Di fronte al colossale scempio di cui è stato capace il governo Bolsonaro in materia ambientale, quello di domenica doveva essere, anche, un voto a favore dell’Amazzonia e degli altri ecosistemi del paese. Ma non è stato così.

Dei nove stati che compongono la cosiddetta Amazzonia legale, i candidati di destra ne hanno conquistati già quattro (Acre, Mato Grosso, Roraima e Tocantins), ma almeno un altro è in mani bolsonariste: in Rondônia – dove, grazie alla crescita degli allevamenti bovini, si è registrato il maggiore tasso di deforestazione degli ultimi 10 anni – i due candidati giunti al ballottaggio, l’attuale governatore Marcos Rocha (União Brasil) e Marcos Rogério (Pl), appoggiano entrambi il presidente, sulla base di un programma tutto centrato sull’agribusiness.
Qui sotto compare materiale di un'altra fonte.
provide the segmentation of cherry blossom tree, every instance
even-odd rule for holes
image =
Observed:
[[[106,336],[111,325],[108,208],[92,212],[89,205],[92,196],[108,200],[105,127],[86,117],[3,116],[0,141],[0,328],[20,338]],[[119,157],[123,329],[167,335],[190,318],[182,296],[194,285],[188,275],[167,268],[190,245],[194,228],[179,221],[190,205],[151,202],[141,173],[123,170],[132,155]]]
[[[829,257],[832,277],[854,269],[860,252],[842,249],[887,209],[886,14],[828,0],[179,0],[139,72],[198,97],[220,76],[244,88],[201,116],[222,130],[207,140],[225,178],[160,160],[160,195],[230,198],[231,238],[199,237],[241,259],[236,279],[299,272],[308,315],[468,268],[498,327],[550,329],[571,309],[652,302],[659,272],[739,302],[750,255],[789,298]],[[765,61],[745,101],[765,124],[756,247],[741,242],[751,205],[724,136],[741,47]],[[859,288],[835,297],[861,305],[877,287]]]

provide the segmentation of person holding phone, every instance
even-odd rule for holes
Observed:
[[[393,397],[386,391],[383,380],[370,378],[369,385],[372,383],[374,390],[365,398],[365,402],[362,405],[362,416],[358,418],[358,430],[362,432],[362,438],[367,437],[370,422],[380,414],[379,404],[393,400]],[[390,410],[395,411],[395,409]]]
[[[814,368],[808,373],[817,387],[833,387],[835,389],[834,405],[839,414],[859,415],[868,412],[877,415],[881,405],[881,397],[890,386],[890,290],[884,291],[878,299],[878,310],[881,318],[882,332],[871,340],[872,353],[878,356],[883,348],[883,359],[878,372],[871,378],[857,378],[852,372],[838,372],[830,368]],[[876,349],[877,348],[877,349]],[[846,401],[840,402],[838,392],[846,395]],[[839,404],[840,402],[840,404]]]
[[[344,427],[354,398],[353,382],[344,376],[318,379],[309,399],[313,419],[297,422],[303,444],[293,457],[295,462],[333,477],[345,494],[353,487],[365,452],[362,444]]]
E se sotto il governo Rocha, solo negli ultimi otto mesi, sono stati distrutti dal fuoco 46 milioni e mezzo di alberi, Marcos Rogério non è sicuramente da meno: noto come “pitbull di Bolsonaro” e convinto che i movimenti sociali siano «guerriglie che sequestrano, torturano e uccidono», ha già annunciato che trasformerà le foreste in una «potente fonte di reddito».

SI VA AL BALLOTTAGGIO anche in Amazonas e anche qui senza alcuna prospettiva di cambiamento. In uno stato in cui la deforestazione e gli incendi non hanno smesso di crescere dal 2019, l’attuale governatore, il bolsonarista Wilson Lima, promette di rafforzare l’agribusiness e di facilitare le autorizzazioni ambientali e ha già espresso il suo appoggio allo sfruttamento di oro nel rio Madeira e di silvinite (la più importante fonte per la produzione di cloruro di potassio) in Amazzonia.

Appena un po’ meglio è il suo rivale Eduardo Braga, già ministro delle Miniere e dell’Energia nel governo assai poco ambientalista di Dilma Rousseff: anche lui, in ogni caso, si è dichiarato a favore dello sfruttamento di silvinite, omettendo il fatto che il giacimento si trovi all’interno dell’area indigena Soares/Urucurituba del popolo Mura, che ne rivendica la demarcazione dal 2003.

E SE, OVUNQUE ABBIANO VINTO i candidati sostenuti da Bolsonaro, la situazione si annuncia drammatica, molto gravi appaiono, in particolare, le prospettive in Mato Grosso, il secondo stato con il più alto tasso di deforestazione dopo il Pará e l’unico a ospitare, oltre alla foresta amazzonica, gli altrettanto devastati ecosistemi del Cerrado e del Pantanal: qui, in uno stato che peraltro aspira a uscire dall’Amazzonia legale, il governatore rieletto con l’appoggio di Bolsonaro, Mauro Mendes (União Brasil), si è distinto per gli attacchi ai popoli originari e all’ambiente e per il suo convinto sostegno all’agribusiness.

Anche laddove hanno avuto la meglio i candidati sostenuti da Lula il futuro non si annuncia roseo. Se in Amapá Clécio Luis (Solidariedade) ha proposto il rafforzamento del «programma di sviluppo del settore minerario», in Pará l’attuale governatore, riconfermato, Helder Barbalho (Mdb) ha consentito che il tasso di deforestazione arrivasse nel 2021 a oltre 5.200 km quadrati e, per quanto nel suo programma si sia impegnato a garantire «incentivi per chi protegge la foresta e collabora alla lotta contro i cambiamenti climatici», non ha esitato, in campagna elettorale, a organizzare un pranzo con impreditori addirittura favorevoli a ritirare il Brasile dalla Convenzione 169 dell’Ilo per la protezione dei popoli indigeni.

Riconfermato anche il governatore del Maranhão, e sostenitore di Lula, Carlos Brandão (Psb), che, nel programma, presenta, sì, proposte di lotta alla deforestazione, di difesa delle risorse naturali e di rimboschimento, ma che, durante il suo primo mandato, ha pressoché ignorato i conflitti per la terra.

MOLTO DEL FUTURO dell’Amazzonia, è chiaro, dipenderà da quale sarà il prossimo presidente, ma, senza il contributo dei governi statali, anche in caso di vittoria di Lula tutto diventerà più difficile. Il leader del Pt, tuttavia, promette una «lotta implacabile alla deforestazione illegale», recuperando quelle strategie che, in passato, avevano condotto a una riduzione quasi dell’80% del tasso di deforestazione. E, un’altra buona notizia, non verranno più costruite centrali idroelettriche in Amazzonia.